I heard this quote at the recent Future Connect Forum for Real Estate Agents in San Francisco. At the time, I didn’t think sitting in a room with 3,000 real estate agents and no windows for four days was going to be a great time.
But the impact of that quote alone was worth the price of admission and an overseas airfare. (It was a privilege to see an industry other than media discuss, debate, and engage around disruptive technological innovations that have changed the way they do business. Newspapers could learn something.)
As we work through major change projects back at News Ltd., thinking about this quote has helped me keep all the pushback and drama in perspective. It has helped me to hear — in what seems to be the never-ending process of communication — what is truly motivating people to resist: their fear. And it’s not their fear of change, but that they will lose something they truly love and value about their jobs or about their personal sense of security.

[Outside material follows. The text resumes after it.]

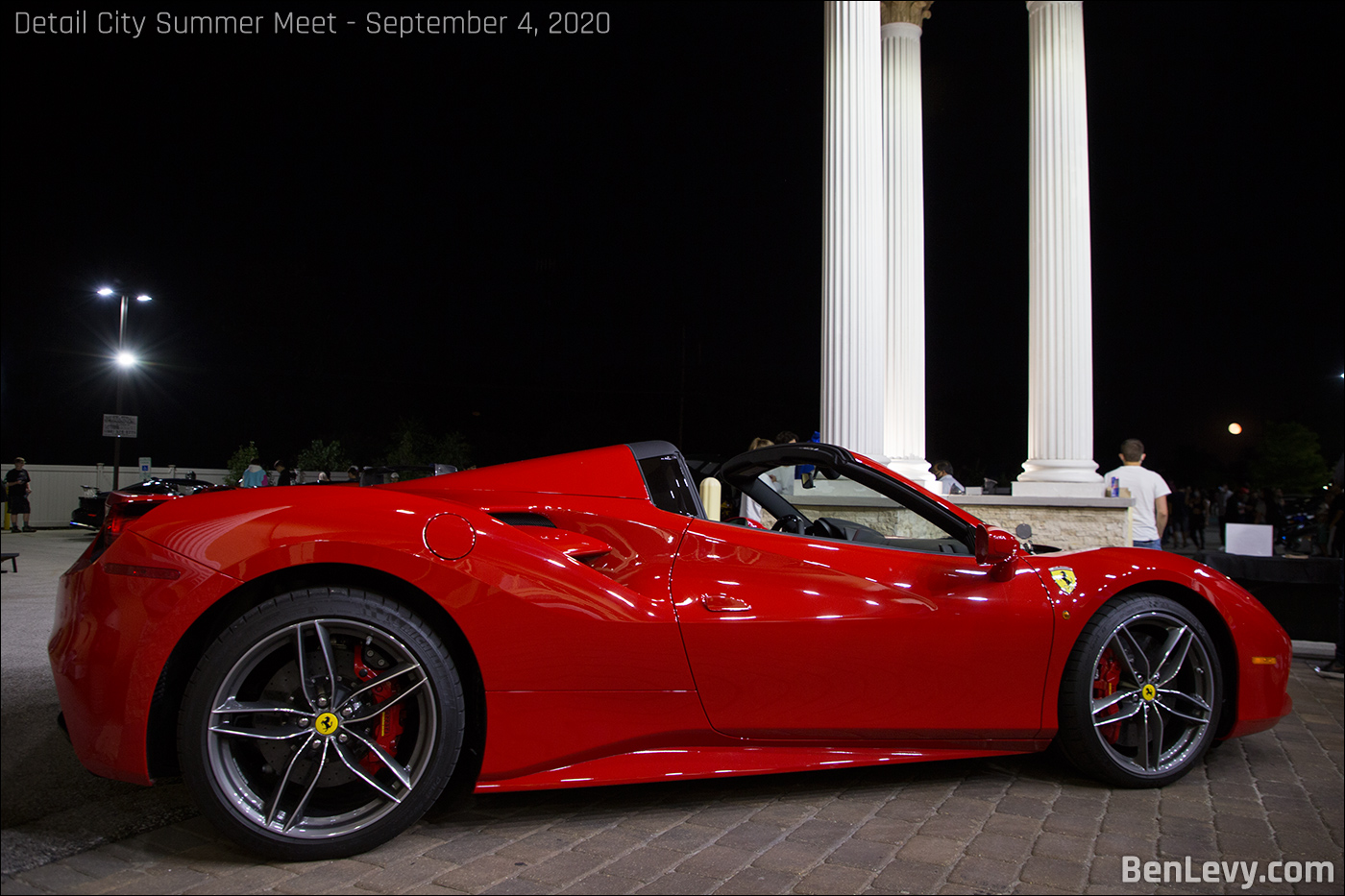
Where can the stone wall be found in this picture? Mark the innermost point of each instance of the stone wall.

The economists have a rule for this. It’s called “loss aversion” (Tversky and Kahneman) and it argues there is a stronger human tendency to avoid loss than acquire gain. Maybe this is why we keep hearing that restructuring our industry is all about job losses, the destruction of the Fourth Estate and democracy, the death of quality reporting, etc. In other words, that restructuring is negative.
These are statements borne from a deep state of fear. And fair enough, it’s scary stuff. But our response as an industry to these comments has been simply to urge people onward to change, on the basis that we don’t have any other option, on the basis that if we don’t run fast enough, we will be overtaken and perish.

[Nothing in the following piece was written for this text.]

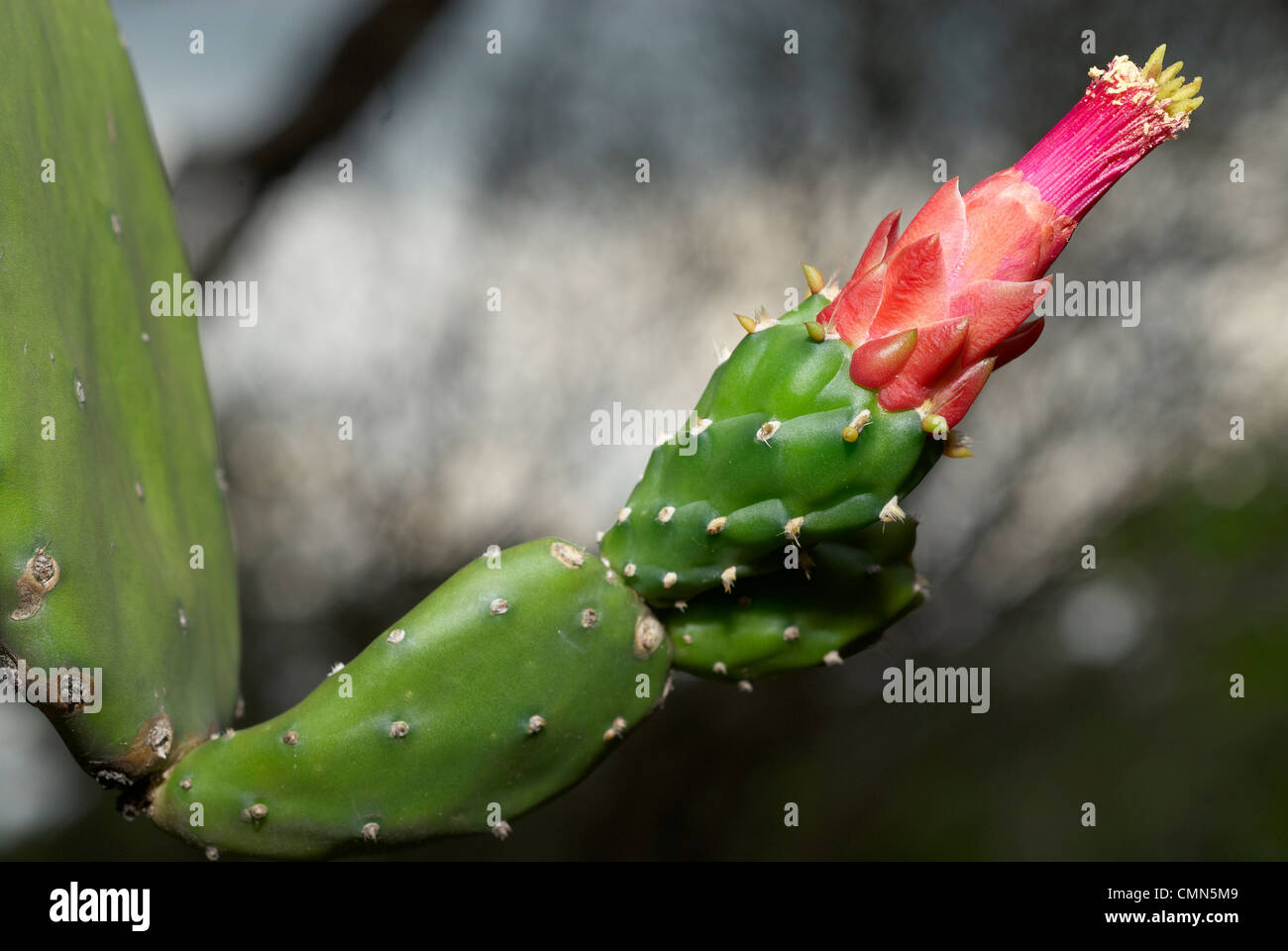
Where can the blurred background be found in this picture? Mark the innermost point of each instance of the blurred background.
(472, 427)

Management academics also have a phrase for this: “deficit approach.” As deficiencies and problems are identified, pain is necessary to break out of comfort zones and close the gaps. What doesn’t kill you makes you stronger, etc. But unlike the economists, management academics believe they have a way of dealing with it.
Gretchen Spreitzer, in her snappily titled work, “Leadership development lessons from positive organisational case studies,” argues that the power of “positive jolts” to stimulate learning and new behaviour is more powerful and lasting than fear.
“Although people can grow in significant ways in the face of hardship, they often respond to threats with paralysis or rigidity,” Spreitzer writes. “In the face of adversity, threat rigidity research finds that individuals close down and regress to past learned behaviours, rather than seeking out learning and growth.”
Address the fear, however, and the conversation about the change starts to change dramatically, she argues. The way to address this is to focus not on the weaknesses, but our strengths and to build the resources of our organisations and teams around:
- Shared knowledge — giving people an understanding of the big picture.
- Positive meaning — creating a sense of purpose in the work.
- Positive emotions — focusing and “catching out” the times when positive things occur and recognising and spreading the news.
- Creating positive connections — between themselves and staff and among staff to engender trust, respect, and gratitude.
In the ongoing step change of our industry, the time has come to stop focusing on the loss. Now we need to focus on the exciting ways that journalism is growing and adapting to reach bigger audiences than ever before, and to engage our teams and our staff in the thrill and potential of that big picture.
It’s now time to demonstrate how the key things we value — such as quality journalism, great coverage, fighting for the underdog, and holding institutions to account — can and will be captured and upheld in our new business models.
The time of running away because we are frightened of loss is over. It’s time to run toward the prize.